There was once a time when I actually did interesting things with neural networks. Arguably my one claim to having a footnote in AI and machine learning history was something called Music-RNN.
Back around 2015, Andrej Karpathy released one of the first open source libraries for building (then small) language models. It was called Char-RNN, and it was unreasonably effective.
I had, back in 2014, just completed a master’s thesis and published a couple papers in lower tier conferences on stuff like neural networks and occluded object recognition, and figuring out the optimal size of feature maps in an convolutional neural network. I’d been interested in neural nets since undergrad, and when Char-RNN came out, I had an idea.
As someone who likes to compose and play music as a hobby, I decided to try modifying the library to process raw audio data and train it on some songs by the Japanese pop-rock band Supercell and see what would happen. The result, as you can tell, was a weird, vaguely music-like gibberish of distilled Supercell. You can see a whole playlist of subsequent experimental clips on YouTube where I tried various datasets (including my own piano compositions and a friend’s voice) and techniques.
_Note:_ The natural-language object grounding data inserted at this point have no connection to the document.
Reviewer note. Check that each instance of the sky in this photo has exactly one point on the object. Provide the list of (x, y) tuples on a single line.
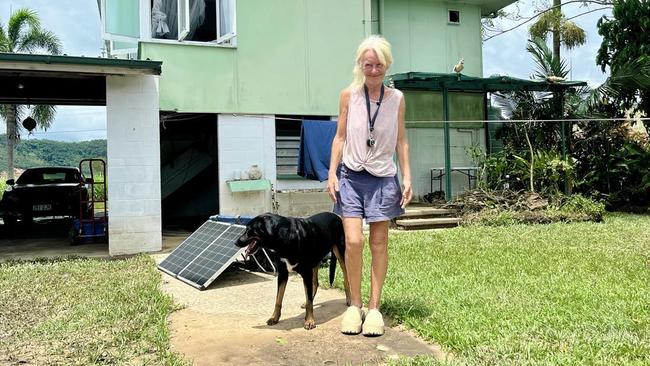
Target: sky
[(77, 24)]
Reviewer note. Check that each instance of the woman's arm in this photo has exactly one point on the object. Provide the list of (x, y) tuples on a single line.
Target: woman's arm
[(337, 144), (403, 155)]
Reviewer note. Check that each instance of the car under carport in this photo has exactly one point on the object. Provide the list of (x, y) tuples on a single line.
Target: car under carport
[(129, 90)]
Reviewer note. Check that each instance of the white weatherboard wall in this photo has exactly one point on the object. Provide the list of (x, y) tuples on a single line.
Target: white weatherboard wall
[(134, 219), (244, 141)]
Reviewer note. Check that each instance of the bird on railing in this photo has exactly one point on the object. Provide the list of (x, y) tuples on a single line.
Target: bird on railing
[(459, 66), (554, 79)]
Note that this was over a year before Google released WaveNet, which was the first of the real generally useful raw audio based neural net models for things like speech generation.
I posted my experiments on the Machine Learning Reddit and got into some conversations there with someone who was then part of MILA. They would, about a year later, release the much more effective and useful Sample-RNN model. Did my work inspire them? I don’t know, but I could hope that it perhaps made them aware that something was possible.
Music-RNN was originally made with the Lua-based version of Torch. Later, I would switch to using Keras with Theano and then Tensorflow, but I found I couldn’t quite reproduce as good results as I had with Torch, possibly because the LSTM implementations in those libraries was different, and not automatically stateful.
I also moved on from just audio modelling, to attempting audio style transfer. My goal was to try to get, for instance, a clip of Frank Sinatra’s voice singing Taylor Swift’s Love Story, or Taylor Swift singing Fly Me To The Moon. I never quite got it to work, and eventually, others developed better things.
These days there’s online services that can generate decent quality music using only text prompts, so I consider Music-RNN to be obsolete as a project. I also recognize the ethical concerns with training on other people’s music, and potentially competing with them. My original project was ostensibly for research and exploring what was possible.
Though, back in the day, it helped me land my first job in the AI industry with Maluuba, as a nice portfolio project along with the earthquake predictor neural network project. My posts on the Machine Learning Reddit also attracted the attention of a recruiter at Huawei, and got me set towards that job.
Somewhat regrettably, I didn’t open source Music-RNN when it would have still mattered. I was convinced by my dad back then to keep it a trade secret in case it proved to be a useful starting point for some kind of business, and I was also a bit concerned that it could potentially be used for voice cloning, which had ethical implications. My codebase was also, kind of a mess that I didn’t want to show anyone.
Anyways, that’s my story of a thing I did as a machine learning enthusiast and tinkerer back before the AI hype train was in full swing. It’s a minor footnote, but I guess I’m somewhat proud of it. I perhaps did something cool before people realized it was possible.